How The Japanese Highball Is A Structurally Correct Highball.
While many long drinks in tall glasses tend to be called highballs and are often thought of that way, a structurally correct highball is simply 1 part spirit, 2-2.5 parts carbonated beverage, and optional bitters or citrus peel. They do not contain juice or additional sweetener. I love this cocktail, and it’s usually what I often make for myself when I’m home. It goes down easy and gives me the pleasure of drinking a beer without the bloat. While the Japanese did not create the highball, they have maintained the classic highball better than American or British cultures. The highball has continued to stay a popular beverage there.
Keep This In Mind When Drinking A Japanese Highball.
Again even though it’s called a Japanese highball, it was not invented by the Japanese. It’s called that because it’s still a trendy cocktail with Japanese business people after work. Similar to how the Japanese jigger was originally American, it eventually fell out of fashion in the USA and remained popular in Japan. Sadly most Americans find this cocktail dull at first taste and need to be told its history or how it’s popular in Japan to say, “oh, ok. I see”. American and British cocktail culture is one more strong drink with juice-filled big flavors, and those are good, but this cocktail is all about subtlety done perfectly. This cocktail is all about the perfect technique.
The Most Important Part To Making A Japanese Highball.
Most cocktails live in a gradient from good to bad and fall somewhere between. How well-made or poorly made a cocktail will end up is based on ingredients and preparation. The most crucial part of creating a Japanese highball and the mizuwari is your technique. How well you prepare each ingredient before moving on to the next step will make or break this cocktail. No joke, this can only be 1 of 2 things, perfect or awful. Learning how to prepare this cocktail taught me more about mixing drinks than any other cocktail.
1). Start with a chilled glass. Stemware matters too. Use a highball, collins, or zombie glass (they are all pretty similar anyway). The drink needs a heavy broad base to hold extra coldness, and the straight sides make stirring easier. Pint glasses are delicate, but they taper to a smaller base which means less cold surface area to whiskey ratio. Next, add your ice, and since the glass is already chilled, there is no need to use the ice to chill it. If the glass is not chilled, stir the ice to cool the glass and dump the water that has melted off. Also, the ice is vital. This is the ice served with the drink, so it should be challenging, clear, and freezing ice. This is done to dilute the whiskey as little as possible before adding the soda water. It should be refreshing bubbly soda water lengthening the whiskey, and not warmed melted ice.

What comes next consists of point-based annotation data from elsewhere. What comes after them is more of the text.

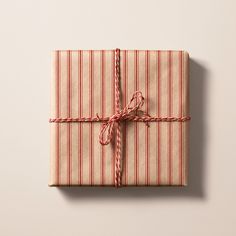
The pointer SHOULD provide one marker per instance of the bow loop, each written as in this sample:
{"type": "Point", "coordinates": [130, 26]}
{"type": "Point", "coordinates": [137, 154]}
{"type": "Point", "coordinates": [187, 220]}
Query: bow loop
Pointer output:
{"type": "Point", "coordinates": [107, 130]}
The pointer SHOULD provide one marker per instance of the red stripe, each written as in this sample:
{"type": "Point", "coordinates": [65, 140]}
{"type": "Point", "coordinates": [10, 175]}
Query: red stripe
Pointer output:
{"type": "Point", "coordinates": [58, 65]}
{"type": "Point", "coordinates": [103, 97]}
{"type": "Point", "coordinates": [125, 124]}
{"type": "Point", "coordinates": [136, 134]}
{"type": "Point", "coordinates": [159, 115]}
{"type": "Point", "coordinates": [147, 177]}
{"type": "Point", "coordinates": [113, 109]}
{"type": "Point", "coordinates": [69, 115]}
{"type": "Point", "coordinates": [91, 105]}
{"type": "Point", "coordinates": [170, 114]}
{"type": "Point", "coordinates": [180, 115]}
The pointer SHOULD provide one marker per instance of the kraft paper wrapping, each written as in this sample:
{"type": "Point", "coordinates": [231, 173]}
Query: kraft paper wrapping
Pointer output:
{"type": "Point", "coordinates": [83, 86]}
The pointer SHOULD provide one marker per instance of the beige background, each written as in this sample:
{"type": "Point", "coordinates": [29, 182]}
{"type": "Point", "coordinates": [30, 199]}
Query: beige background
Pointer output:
{"type": "Point", "coordinates": [30, 30]}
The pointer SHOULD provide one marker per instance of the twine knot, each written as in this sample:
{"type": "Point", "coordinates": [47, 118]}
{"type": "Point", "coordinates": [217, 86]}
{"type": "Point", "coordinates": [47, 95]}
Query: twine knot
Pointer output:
{"type": "Point", "coordinates": [130, 112]}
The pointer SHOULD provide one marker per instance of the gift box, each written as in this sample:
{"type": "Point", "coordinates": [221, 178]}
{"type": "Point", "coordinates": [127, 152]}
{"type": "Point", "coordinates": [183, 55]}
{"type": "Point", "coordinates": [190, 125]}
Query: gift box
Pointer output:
{"type": "Point", "coordinates": [119, 118]}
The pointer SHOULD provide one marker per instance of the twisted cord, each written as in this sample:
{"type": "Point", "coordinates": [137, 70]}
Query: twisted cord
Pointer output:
{"type": "Point", "coordinates": [131, 112]}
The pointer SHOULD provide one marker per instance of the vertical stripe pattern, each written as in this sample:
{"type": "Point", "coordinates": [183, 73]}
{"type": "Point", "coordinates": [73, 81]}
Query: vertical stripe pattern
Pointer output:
{"type": "Point", "coordinates": [83, 86]}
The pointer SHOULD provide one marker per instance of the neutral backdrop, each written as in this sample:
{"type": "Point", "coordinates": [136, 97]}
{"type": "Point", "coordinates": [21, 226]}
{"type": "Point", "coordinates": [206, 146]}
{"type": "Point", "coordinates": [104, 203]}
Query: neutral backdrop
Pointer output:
{"type": "Point", "coordinates": [29, 30]}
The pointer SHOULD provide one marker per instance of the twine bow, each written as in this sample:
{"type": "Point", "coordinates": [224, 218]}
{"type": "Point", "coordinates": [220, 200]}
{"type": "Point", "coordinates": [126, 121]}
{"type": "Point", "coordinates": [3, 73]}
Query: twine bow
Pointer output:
{"type": "Point", "coordinates": [131, 112]}
{"type": "Point", "coordinates": [127, 113]}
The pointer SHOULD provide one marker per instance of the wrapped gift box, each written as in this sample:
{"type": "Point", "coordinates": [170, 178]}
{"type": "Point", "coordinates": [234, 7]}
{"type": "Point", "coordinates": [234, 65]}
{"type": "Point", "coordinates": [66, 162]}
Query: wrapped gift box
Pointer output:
{"type": "Point", "coordinates": [83, 86]}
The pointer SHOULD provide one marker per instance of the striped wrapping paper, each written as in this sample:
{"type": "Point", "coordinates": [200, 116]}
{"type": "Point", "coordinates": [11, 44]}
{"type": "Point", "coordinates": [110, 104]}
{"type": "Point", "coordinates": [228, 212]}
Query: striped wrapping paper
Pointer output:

2). Next, add your whiskey and stir for maybe 10 seconds. This is to cool the whiskey down to near freezing so that once you add the soda water, the warmth of the whiskey does not force carbonation to leave the drink. You don’t want to over stir and add risk adding too much water to the whiskey, thus diluting it too much and making for a flat cocktail. Ice is typically around 0°F (-18°C), and whiskey freezes at -17°F (-27°C). So if you keep stirring, it will keep getting colder and colder until it becomes the same temperature as the ice, 0°F, but it doesn’t need to get that cold. The drink is getting far colder than it needs to be and gaining extra flat melted ice. It just needs to match the temperature of the soda water. Soda water will be refrigerated, making it around 34°F (1°C). Then again, you don’t know when you have hit 34°F, so just stir for 10 seconds. That will get you in the right ballpark.
3). Next, add the soda water. The ratio is 1 part whiskey to 2 – 2.5 parts soda. You’ll want to vary this based on how strongly flavored the whiskey is. You aim to balance and open up the flavors, so a more intensely flavored whiskey may want 5oz soda water to 2oz whiskey, and a more subtle whiskey would work better with 4oz soda water to 2oz whiskey. Know the whiskey and add what you think will make it taste better. Also, how you pour is essential too. Don’t be violent and pour it in. Pour gently and down the side of the glass to maintain as much carbonation as possible. The warmer and more aggressive the pour, the more bubbles will leave.
4). Finally, give it just two last stirs. Although don’t just turn the spoon in a circle; bring it to the bottom and pull the whiskey up into the soda water. Do this just two times to evenly mix the drink while losing as little carbonation as possible. A lot of work for a simple two-ingredient drink, right?